War without Borders: The Colombia-Ecuador Crisis of 2008
Authored by Dr. Gabriel Marcella. | December 2008
On March 1, 2008, the Colombian air force attacked the clandestine camp of the Revolutionary Armed Forces of Colombia (FARC) in a remote region of northeastern Ecuador, killing its leader, Raúl Reyes, and 24 other people. The FARC had been using Ecuadorean territory for years to rest and resupply. The attack was successful, but it detonated the worst crisis in Inter-American diplomacy of the last decade. For Colombia, the attack demonstrated the new professionalism of its armed forces and police and the continuing success of the strategy of democratic security enunciated by President Alvaro Uribe. Moreover, it signaled the remarkable advances being made by Bogotú in pursuing the FARC, in reducing the high level of insecurity that has dominated the country for a generation, and the increasing reach and presence of the government to areas outside of its control. The attack was immensely popular within Colombia, which now began to see the light at the end of tunnel in defeating the FARC. Moreover, the death of Reyes was one of a series of losses of high level commanders.
Within Ecuador, the story was markedly different. Within hours after the attack, the government of President Rafael Correa fulminated against Uribe, thus beginning a ferocious diplomatic assault that would last for months, lead to the recall of ambassadors, and bring in the Organization of American States. For a number of reasons, Ecuador felt victimized. First, it was undergoing a particularly difficult political process of trying to bolster a failing state riven by political polarization and the threat of violence. Second, a high level of corruption had weakened the institutions of the state. Third, Ecuador did not have the capacity to secure its border with Colombia. Though its military was extensively deployed on the border, it lacked the logistics to deal with the threat. Fourth, in 2000 Ecuador had assumed an unrealistic stance of neutrality with respect to Colombia's internal conflict. Fifth, to compound these contradictions, Ecuador had taken an anti-Plan Colombia (the centerpiece of U.S. support) stance, even though its cooperation with the United States on countering the movement of narcotics has been very helpful.

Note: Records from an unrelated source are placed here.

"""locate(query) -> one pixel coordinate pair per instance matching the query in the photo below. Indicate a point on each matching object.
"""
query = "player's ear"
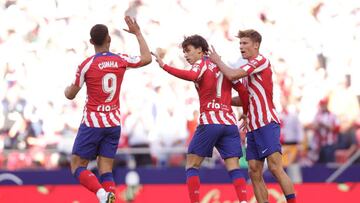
(257, 45)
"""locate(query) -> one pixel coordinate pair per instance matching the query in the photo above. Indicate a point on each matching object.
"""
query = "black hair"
(98, 34)
(196, 41)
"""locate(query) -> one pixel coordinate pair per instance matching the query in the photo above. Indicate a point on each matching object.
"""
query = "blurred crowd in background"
(313, 47)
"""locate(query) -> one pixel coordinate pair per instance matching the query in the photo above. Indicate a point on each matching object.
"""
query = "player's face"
(248, 48)
(192, 54)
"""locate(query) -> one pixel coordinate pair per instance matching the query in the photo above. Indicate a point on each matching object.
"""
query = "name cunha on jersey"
(108, 64)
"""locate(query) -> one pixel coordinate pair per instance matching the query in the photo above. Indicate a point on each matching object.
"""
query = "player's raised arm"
(231, 74)
(190, 75)
(134, 28)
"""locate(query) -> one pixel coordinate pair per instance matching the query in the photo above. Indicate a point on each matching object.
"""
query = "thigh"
(267, 139)
(251, 147)
(256, 166)
(229, 144)
(110, 142)
(87, 142)
(204, 139)
(193, 161)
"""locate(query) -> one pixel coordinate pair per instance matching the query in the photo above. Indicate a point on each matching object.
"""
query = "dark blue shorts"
(91, 142)
(263, 142)
(225, 138)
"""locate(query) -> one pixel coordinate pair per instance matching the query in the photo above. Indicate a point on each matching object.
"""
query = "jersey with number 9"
(103, 74)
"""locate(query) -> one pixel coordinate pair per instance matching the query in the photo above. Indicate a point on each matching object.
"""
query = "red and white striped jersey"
(103, 74)
(214, 91)
(260, 88)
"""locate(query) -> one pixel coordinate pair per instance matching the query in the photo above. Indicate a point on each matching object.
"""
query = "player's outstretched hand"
(213, 55)
(158, 60)
(133, 27)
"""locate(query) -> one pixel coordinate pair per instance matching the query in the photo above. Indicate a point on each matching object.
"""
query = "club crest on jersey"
(108, 64)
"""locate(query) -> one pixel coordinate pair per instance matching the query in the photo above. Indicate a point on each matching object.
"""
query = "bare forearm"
(71, 91)
(144, 50)
(231, 74)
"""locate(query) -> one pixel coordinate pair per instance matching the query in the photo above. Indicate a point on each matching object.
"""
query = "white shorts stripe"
(203, 118)
(86, 120)
(232, 117)
(94, 119)
(103, 118)
(213, 117)
(113, 119)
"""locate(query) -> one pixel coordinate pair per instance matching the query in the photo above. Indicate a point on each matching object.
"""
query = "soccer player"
(217, 126)
(99, 132)
(263, 136)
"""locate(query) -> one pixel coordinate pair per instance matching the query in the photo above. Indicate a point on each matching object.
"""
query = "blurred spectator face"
(323, 105)
(248, 48)
(192, 54)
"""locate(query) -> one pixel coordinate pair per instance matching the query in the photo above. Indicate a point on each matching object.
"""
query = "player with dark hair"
(263, 136)
(99, 132)
(217, 126)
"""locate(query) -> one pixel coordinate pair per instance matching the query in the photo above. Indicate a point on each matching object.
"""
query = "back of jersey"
(103, 74)
(215, 95)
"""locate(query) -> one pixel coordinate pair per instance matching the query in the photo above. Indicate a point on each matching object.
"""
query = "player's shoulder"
(258, 60)
(87, 60)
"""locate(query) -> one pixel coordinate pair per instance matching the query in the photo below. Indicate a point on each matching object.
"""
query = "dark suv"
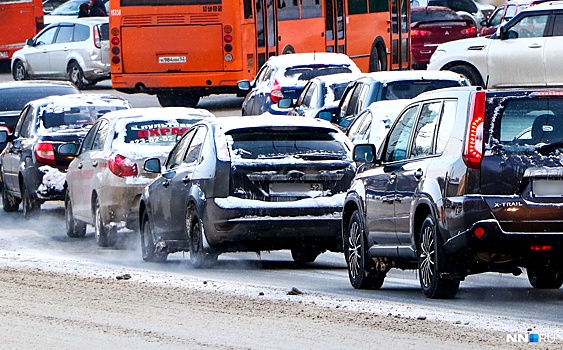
(466, 181)
(33, 168)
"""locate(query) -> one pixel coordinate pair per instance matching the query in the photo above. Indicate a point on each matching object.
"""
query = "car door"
(161, 194)
(60, 49)
(37, 55)
(518, 60)
(381, 181)
(553, 52)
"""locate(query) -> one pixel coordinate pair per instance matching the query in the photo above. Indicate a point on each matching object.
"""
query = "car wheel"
(198, 256)
(76, 76)
(74, 228)
(362, 270)
(148, 246)
(432, 262)
(305, 254)
(30, 203)
(105, 236)
(19, 72)
(545, 278)
(470, 73)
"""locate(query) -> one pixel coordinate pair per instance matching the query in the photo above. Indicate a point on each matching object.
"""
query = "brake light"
(276, 94)
(97, 39)
(121, 166)
(473, 151)
(45, 153)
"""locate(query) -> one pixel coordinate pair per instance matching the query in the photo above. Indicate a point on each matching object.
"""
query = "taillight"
(121, 166)
(97, 39)
(473, 151)
(276, 94)
(45, 153)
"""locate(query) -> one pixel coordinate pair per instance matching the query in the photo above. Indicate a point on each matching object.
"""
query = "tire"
(74, 228)
(30, 203)
(303, 255)
(362, 270)
(105, 237)
(148, 246)
(19, 72)
(198, 256)
(545, 278)
(470, 73)
(432, 262)
(76, 76)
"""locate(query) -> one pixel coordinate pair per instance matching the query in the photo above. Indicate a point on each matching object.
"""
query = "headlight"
(437, 54)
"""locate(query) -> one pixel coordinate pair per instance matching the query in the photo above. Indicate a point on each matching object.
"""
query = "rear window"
(159, 132)
(306, 144)
(411, 88)
(529, 121)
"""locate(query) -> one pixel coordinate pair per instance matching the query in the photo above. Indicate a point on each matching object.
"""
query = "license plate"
(294, 188)
(547, 188)
(172, 59)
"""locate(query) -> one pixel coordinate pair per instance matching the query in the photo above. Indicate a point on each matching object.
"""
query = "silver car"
(76, 50)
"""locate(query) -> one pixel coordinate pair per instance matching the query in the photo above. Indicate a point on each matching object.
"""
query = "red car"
(434, 25)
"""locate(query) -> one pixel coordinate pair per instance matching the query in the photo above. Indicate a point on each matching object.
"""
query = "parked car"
(467, 181)
(434, 25)
(69, 9)
(15, 95)
(467, 9)
(33, 165)
(105, 180)
(285, 76)
(373, 123)
(524, 52)
(248, 184)
(75, 50)
(378, 86)
(320, 96)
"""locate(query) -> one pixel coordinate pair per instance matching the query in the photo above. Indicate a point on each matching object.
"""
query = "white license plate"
(172, 59)
(547, 188)
(294, 188)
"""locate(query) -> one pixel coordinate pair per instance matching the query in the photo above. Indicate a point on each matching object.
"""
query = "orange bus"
(182, 50)
(19, 21)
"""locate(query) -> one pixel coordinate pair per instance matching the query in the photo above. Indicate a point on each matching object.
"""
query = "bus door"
(400, 34)
(266, 30)
(334, 15)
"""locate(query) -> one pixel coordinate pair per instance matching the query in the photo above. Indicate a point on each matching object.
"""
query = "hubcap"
(427, 256)
(354, 250)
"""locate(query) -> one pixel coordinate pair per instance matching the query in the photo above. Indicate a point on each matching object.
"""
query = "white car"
(524, 52)
(76, 50)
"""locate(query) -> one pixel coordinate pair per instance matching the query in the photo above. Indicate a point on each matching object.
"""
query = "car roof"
(227, 124)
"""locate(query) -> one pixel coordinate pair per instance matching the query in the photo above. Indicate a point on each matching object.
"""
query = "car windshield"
(406, 89)
(275, 143)
(161, 132)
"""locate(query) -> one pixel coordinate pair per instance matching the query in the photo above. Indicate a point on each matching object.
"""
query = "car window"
(47, 36)
(65, 34)
(446, 125)
(530, 27)
(399, 136)
(425, 127)
(177, 154)
(101, 136)
(194, 150)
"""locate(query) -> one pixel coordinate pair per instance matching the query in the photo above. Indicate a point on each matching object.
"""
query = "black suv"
(33, 168)
(466, 181)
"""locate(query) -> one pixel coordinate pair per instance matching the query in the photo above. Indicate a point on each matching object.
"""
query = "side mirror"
(364, 153)
(68, 149)
(285, 103)
(243, 85)
(152, 165)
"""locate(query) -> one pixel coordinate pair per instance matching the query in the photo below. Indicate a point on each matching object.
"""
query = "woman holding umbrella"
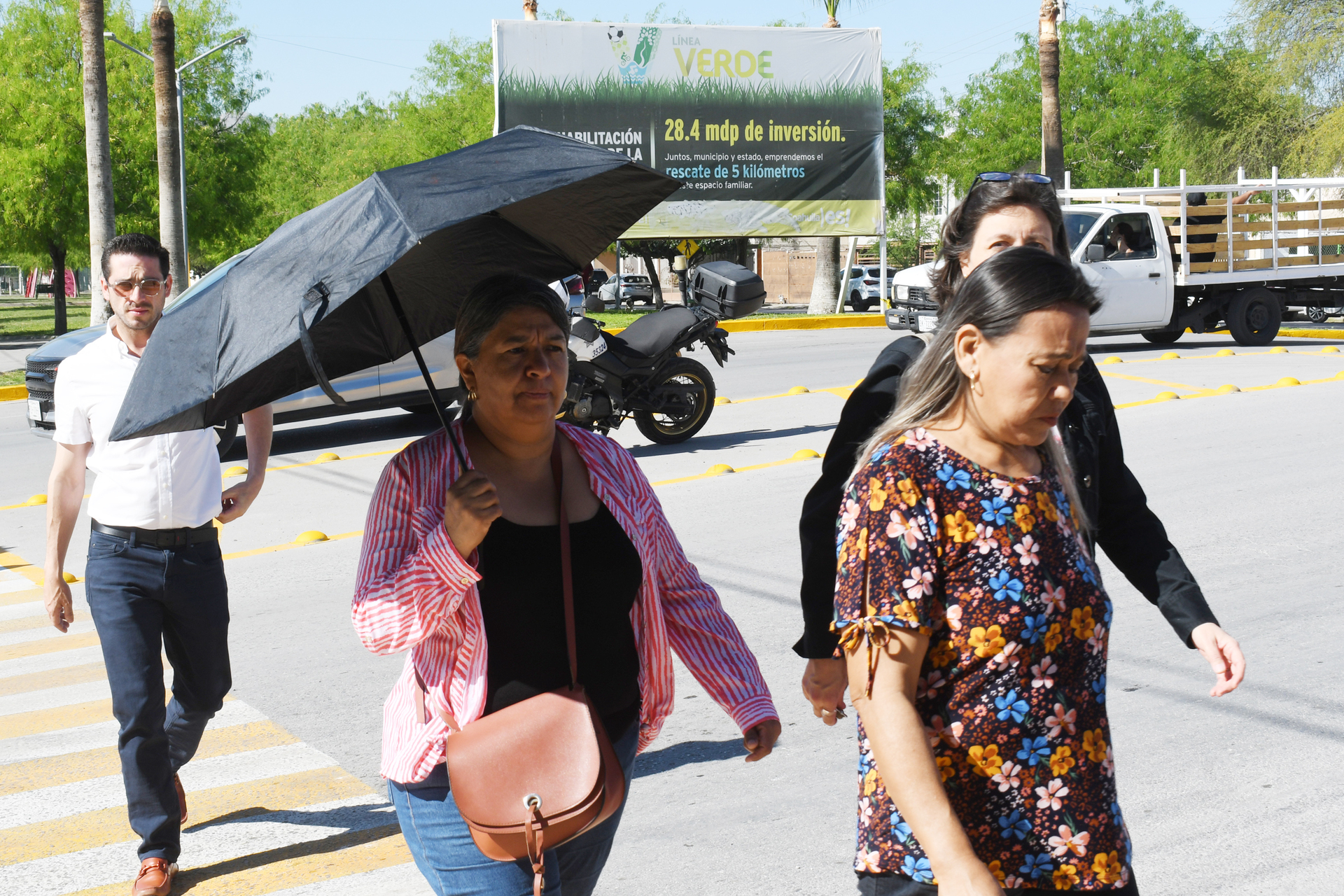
(461, 568)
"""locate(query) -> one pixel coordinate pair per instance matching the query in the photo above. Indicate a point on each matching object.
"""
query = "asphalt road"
(1231, 796)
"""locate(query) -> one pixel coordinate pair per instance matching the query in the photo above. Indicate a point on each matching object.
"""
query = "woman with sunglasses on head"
(1003, 211)
(461, 568)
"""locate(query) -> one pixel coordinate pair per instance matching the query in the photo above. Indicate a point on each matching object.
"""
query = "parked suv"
(396, 384)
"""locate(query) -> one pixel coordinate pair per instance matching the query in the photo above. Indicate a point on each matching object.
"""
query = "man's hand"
(760, 739)
(235, 500)
(1224, 654)
(823, 684)
(55, 594)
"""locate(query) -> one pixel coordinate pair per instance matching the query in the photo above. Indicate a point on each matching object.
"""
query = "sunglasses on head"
(1003, 175)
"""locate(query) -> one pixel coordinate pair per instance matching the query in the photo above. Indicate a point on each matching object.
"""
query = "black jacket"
(1130, 535)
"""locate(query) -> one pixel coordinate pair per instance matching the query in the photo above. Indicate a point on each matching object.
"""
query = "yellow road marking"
(20, 566)
(52, 679)
(104, 761)
(104, 827)
(288, 867)
(1144, 379)
(49, 645)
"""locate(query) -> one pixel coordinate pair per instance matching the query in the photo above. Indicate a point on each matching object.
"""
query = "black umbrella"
(381, 270)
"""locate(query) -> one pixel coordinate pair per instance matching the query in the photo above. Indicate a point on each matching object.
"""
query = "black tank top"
(523, 605)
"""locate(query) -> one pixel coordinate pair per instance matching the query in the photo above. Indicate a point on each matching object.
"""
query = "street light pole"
(182, 133)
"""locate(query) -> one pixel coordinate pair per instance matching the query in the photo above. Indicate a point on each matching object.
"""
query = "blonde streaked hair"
(993, 300)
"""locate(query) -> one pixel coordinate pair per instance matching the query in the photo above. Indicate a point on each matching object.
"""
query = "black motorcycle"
(641, 374)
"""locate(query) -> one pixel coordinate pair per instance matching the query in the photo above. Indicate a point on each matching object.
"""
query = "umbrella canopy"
(318, 298)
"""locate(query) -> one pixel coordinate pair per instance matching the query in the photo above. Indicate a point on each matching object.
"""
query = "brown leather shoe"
(155, 878)
(182, 798)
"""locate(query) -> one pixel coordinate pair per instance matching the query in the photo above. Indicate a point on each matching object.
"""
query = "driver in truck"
(1002, 213)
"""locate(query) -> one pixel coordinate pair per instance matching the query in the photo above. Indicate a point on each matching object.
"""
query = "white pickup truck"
(1136, 248)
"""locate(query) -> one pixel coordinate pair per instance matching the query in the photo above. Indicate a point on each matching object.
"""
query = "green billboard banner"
(776, 132)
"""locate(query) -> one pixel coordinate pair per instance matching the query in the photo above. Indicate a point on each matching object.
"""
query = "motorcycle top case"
(727, 290)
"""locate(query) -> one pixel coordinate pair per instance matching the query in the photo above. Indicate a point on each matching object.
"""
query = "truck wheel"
(1253, 316)
(1163, 336)
(227, 433)
(670, 429)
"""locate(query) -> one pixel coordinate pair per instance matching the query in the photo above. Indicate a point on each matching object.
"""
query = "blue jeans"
(445, 853)
(141, 598)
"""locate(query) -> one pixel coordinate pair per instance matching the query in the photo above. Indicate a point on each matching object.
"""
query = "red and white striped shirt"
(416, 593)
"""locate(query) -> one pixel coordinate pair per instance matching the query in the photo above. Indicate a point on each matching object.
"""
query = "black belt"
(160, 538)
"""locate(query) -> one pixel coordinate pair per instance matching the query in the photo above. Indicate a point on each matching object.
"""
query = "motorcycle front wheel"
(670, 429)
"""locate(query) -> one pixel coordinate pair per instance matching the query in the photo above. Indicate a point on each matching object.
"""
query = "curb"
(819, 321)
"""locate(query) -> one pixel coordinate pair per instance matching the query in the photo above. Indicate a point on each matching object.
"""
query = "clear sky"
(331, 51)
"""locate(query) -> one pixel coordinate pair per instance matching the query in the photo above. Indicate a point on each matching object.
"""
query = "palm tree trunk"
(58, 284)
(654, 277)
(163, 41)
(102, 213)
(1051, 128)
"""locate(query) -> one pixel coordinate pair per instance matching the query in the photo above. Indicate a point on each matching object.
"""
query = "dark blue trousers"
(144, 599)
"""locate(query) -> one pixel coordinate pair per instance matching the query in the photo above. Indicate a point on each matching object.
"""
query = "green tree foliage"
(43, 181)
(324, 150)
(913, 127)
(1140, 89)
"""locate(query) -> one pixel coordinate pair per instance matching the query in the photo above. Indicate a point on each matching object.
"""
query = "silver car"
(396, 384)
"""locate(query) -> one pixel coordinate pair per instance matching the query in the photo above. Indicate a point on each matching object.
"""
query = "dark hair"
(495, 298)
(995, 298)
(987, 198)
(141, 245)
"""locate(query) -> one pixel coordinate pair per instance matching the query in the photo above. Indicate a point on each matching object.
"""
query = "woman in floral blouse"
(972, 614)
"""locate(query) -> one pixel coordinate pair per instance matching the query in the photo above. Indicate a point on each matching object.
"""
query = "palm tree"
(1051, 128)
(102, 216)
(825, 284)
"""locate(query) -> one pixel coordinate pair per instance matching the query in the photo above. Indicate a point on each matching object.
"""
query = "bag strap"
(566, 580)
(566, 573)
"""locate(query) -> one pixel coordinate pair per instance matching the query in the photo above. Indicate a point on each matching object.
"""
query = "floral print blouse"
(1012, 690)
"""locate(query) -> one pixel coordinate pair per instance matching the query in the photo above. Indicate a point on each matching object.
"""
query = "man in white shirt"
(155, 580)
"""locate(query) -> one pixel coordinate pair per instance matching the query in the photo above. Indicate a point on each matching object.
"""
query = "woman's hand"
(823, 684)
(1224, 654)
(760, 739)
(470, 505)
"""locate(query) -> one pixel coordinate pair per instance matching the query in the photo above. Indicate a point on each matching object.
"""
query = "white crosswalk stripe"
(270, 814)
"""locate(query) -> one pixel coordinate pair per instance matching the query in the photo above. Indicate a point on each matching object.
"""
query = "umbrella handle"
(420, 359)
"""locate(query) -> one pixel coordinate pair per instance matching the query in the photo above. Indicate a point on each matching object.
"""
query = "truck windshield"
(1077, 223)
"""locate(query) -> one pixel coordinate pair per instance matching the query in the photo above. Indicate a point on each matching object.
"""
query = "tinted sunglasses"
(1003, 175)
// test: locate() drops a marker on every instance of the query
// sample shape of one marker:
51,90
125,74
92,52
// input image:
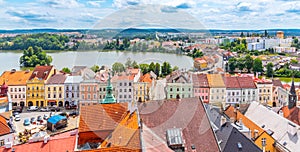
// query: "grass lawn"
288,79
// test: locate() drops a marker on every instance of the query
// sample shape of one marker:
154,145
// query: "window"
263,141
1,142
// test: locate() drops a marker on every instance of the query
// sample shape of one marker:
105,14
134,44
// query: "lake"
10,60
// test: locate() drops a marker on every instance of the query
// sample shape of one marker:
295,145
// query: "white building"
72,90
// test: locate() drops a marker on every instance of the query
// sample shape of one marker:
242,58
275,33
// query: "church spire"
292,95
109,97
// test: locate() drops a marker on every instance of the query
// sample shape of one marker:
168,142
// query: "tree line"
44,40
159,70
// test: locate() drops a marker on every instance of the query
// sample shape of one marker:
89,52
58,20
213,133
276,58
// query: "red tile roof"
200,80
187,114
101,116
231,82
277,83
55,145
15,78
57,79
246,82
4,128
126,134
292,114
41,72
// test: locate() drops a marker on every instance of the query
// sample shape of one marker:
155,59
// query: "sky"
209,14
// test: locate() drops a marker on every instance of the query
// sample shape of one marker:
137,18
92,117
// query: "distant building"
179,85
201,87
280,34
217,89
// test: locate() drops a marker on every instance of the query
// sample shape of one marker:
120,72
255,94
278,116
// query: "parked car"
54,108
32,108
15,113
17,109
17,118
46,117
74,113
71,107
39,118
44,109
26,122
33,120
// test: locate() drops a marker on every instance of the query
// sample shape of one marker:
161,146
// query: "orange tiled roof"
15,78
39,72
126,133
101,116
4,128
146,78
246,121
55,145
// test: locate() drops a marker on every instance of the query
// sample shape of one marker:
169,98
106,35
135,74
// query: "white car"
17,118
33,108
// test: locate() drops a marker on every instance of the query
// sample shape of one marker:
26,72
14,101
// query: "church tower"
109,97
292,96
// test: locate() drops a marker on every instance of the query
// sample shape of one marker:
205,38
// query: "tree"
118,67
232,64
34,56
257,65
66,70
95,68
152,67
135,65
248,62
157,69
270,71
293,61
128,63
144,68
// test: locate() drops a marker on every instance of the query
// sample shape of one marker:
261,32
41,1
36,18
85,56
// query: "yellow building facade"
35,93
35,85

The lessons of the March 1 crisis are fundamental for security cooperation in the Hemisphere. The crisis is superimposed upon a Latin American tradition of laissez faire on ungoverned space and border control and continuing disagreement on what to do about terrorism. Moreover, the institutional capacity, political will, preventive diplomacy, and the mechanisms for security cooperation and conflict resolution between states have not caught up to the demands of wars without borders. An assortment of terrorists, contrabandists, and drug traffickers depend on weak borders and weak states. Though Clausewitz may have been right that war is the continuation of politics (or policy) by other means, the politics of wars without borders have changed that equation. Yet the analytical and institutional capacities of governments have not caught up to that change.
The United States can and must be a catalyst for confidence-building between Ecuador and Colombia in order to restore the full gamut of security cooperation between the two countries. At the same time, the United States needs to be more sensitive about the immense power it wields in its dealings with small states, such as Ecuador. The United States has been less than forthcoming in addressing Ecuador's security needs in the last 10 years, at times for the noblest of intentions. Noble intentions can have profound negative impact if policy is not pursued pragmatically.